4.3.2.4 Organisational readiness of DMSs’ adopters
According to Horan and Frew (2007), DMSs are more likely to cater for the needs and interests of smaller businesses than traditional online distribution channels (Horan & Frew, 2007). Moreover, DMSs are also considered more beneficial to smaller businesses than to large companies (Buhalis, 2003), since most SMTEs do not possess the resources nor expertise to develop their own online distribution systems. However, SMTEs typically resist to the adoption of IOISs (Chwelos et al., 2001) or, specifically, DMSs (Sigala, 2013), either for lack of technological skills and resources or for scarce awareness of DMSs’ direct and indirect benefits.
Perhaps the most frequently identified factor negatively affecting DMSs’ implementation is the lack of innovation adoption by SMTEs. Hence, the usual inability to implement DMSs is often attributed to SMTEs lack of funds to invest in IT and to their inadequate technical human resources (Buhalis, 2003, Hornby, 2004).
4.3.2.5 Relationships between organisations at the destination level
Research has demonstrated that inter-organisational cooperation enhances destination competitiveness (Morrison, 1998). In order to prevent their marginalisation from Global Distribution Systems (GDS) and from larger tour operators’ packaged tours, Buhalis (2000) posits that destinations ought to develop ICT-based networking to assist their collaborative marketing strategies and to bring small suppliers and e-tourists together. One of the main differences between these systems and regular destination portals is that they are a network linking tourism actors, enabling them to obtain multiple benefits, such as sharing information and engaging in B2B e-business.
Besides the important contributions of DMSs in fostering inter-organisational collaboration at the destination level, Petti and Solazzo (2007) remark that some level of pre-existing communication and cooperation among organisations are required for a DMS to be successfully launched. This means that the existence (or not) of a network of relations at a certain destination, and especially its reach and cohesion, strongly determine the ability to implement a DMS aiming at strengthening that same network.

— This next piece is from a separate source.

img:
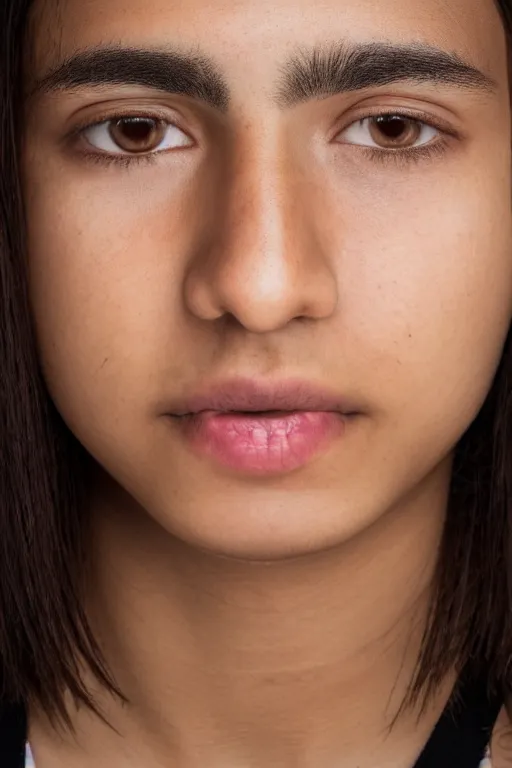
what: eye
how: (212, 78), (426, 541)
(81, 116), (192, 155)
(337, 113), (439, 150)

According to Gretzel and Fesenmaier (2004), the implementation of a DMS does not automatically foster, per se, knowledge creation between organisations. Rather, it is the social capital gained from the establishment of inter-organisational relationships based on trust that empowers organisations and leads to destination competitiveness (Gretzel &
Fesenmaier, 2004). Although Sigala’s (2013) extensive study on DMSs’ adoption by Greek tourism actors highlights that this process is influenced by intra-organisational and technological factors, its results reveal their secondary role and state that inter- organisational and collaboration issues are the most relevant in the decisions to adopt DMSs. Being DMOs pivotal organisations regarding DMSs’ implementation processes, the relationships between these predominantly public bodies and private companies is crucial to DMSs’ success.

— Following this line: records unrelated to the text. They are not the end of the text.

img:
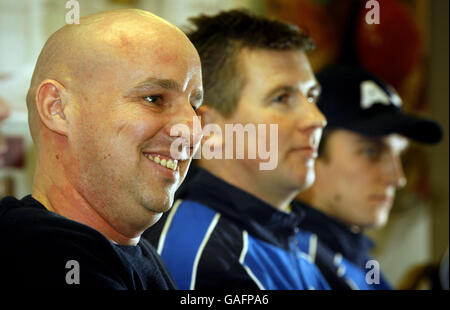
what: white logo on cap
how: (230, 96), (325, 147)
(361, 81), (402, 109)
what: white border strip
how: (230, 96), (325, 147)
(239, 230), (265, 290)
(309, 234), (317, 263)
(189, 213), (220, 290)
(156, 199), (183, 255)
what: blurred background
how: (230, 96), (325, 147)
(0, 0), (449, 288)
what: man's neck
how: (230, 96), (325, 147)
(32, 174), (140, 245)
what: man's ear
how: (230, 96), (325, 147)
(36, 80), (68, 136)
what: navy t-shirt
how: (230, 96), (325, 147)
(0, 196), (176, 290)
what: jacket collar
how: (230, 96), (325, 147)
(179, 168), (300, 247)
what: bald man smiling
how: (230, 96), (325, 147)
(0, 10), (202, 289)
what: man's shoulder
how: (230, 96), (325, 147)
(143, 199), (242, 249)
(0, 196), (107, 246)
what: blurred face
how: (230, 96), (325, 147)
(226, 49), (325, 195)
(314, 130), (408, 228)
(65, 32), (202, 227)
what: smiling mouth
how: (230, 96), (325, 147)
(144, 153), (178, 171)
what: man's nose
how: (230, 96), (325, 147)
(297, 103), (327, 134)
(385, 155), (407, 188)
(168, 103), (203, 149)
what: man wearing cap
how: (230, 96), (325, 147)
(293, 66), (442, 289)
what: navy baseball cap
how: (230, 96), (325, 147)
(316, 65), (442, 144)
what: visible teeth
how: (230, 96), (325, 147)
(145, 154), (178, 170)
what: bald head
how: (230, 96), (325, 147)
(27, 9), (195, 144)
(27, 10), (202, 244)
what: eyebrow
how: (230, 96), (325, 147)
(265, 84), (322, 100)
(128, 77), (183, 94)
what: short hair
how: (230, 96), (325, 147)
(186, 9), (315, 117)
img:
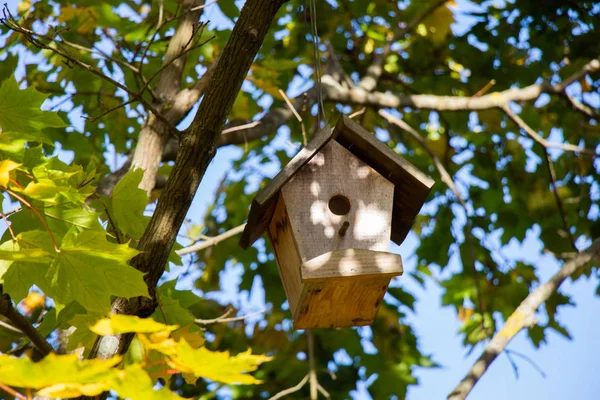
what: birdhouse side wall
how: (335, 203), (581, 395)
(268, 196), (304, 315)
(293, 276), (390, 329)
(281, 140), (394, 261)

4.3.2.6 SMTEs’ trust in the DMO
The lack of adhesion of SMTEs to DMSs may also result from the lack of trust of small organisations in the DMO’s capabilities to lead the destinations’ competitiveness efforts (Bédard et al., 2008). However, in some cases, negative attitudes of SMTEs’ owners may
not result from eventual DMOs’ inefficiencies, but rather from the typical mistrust of private entrepreneurs in public entities (Sigala, 2013).